Structural adaptation. We present ELF, an error-bounded, near-lossless floating-point compression method for pre-trained model (PTM) storage. A comprehensive study of 900 real-world PTMs reveals that 98.91% of parameters fall within (−1, 1); ELF exploits this by eliminating the IEEE 754 exponent field. The ELVES framework, combining ELF with deduplication and dictionary coding, achieves a 1.52× compression ratio, with near-zero accuracy loss.
Runtime adaptation. We present MorphServe, a dynamic LLM serving framework that reversibly morphs model precision and KV cache capacity during ongoing inference. MorphServe's LayerSwapper and KVResizer mechanisms, guided by sensitivity-based profiling and asynchronous CUDA-stream execution, reduce SLO violations by 92.45% and P95 time-to-first-token by 2.2–3.9× compared to full-precision serving, while preserving generation quality.

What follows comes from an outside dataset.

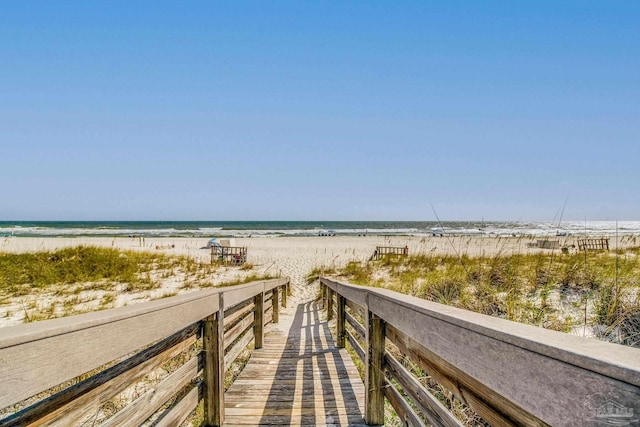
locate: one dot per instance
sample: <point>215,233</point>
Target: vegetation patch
<point>588,293</point>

Architectural adaptation. We present ZeRO-Prefill, a prefill-only serving system for Mixture-of-Experts (MoE) models. Its AsyncEP execution paradigm replaces synchronous per-layer activation routing with background expert-weight streaming, eliminating triple redundancy in computation, memory, and communication. ZeRO-Prefill delivers 1.35–1.37× throughput over the strongest baseline across four hardware configurations, while sustaining 29.8–36.2% per-GPU Model FLOPs Utilization.
Together, these contributions span the full LLM serving lifecycle—storage, runtime, and distributed execution—and demonstrate that resource adaptation is a unifying and effective design principle for building efficient, elastic, and high-throughput serving systems.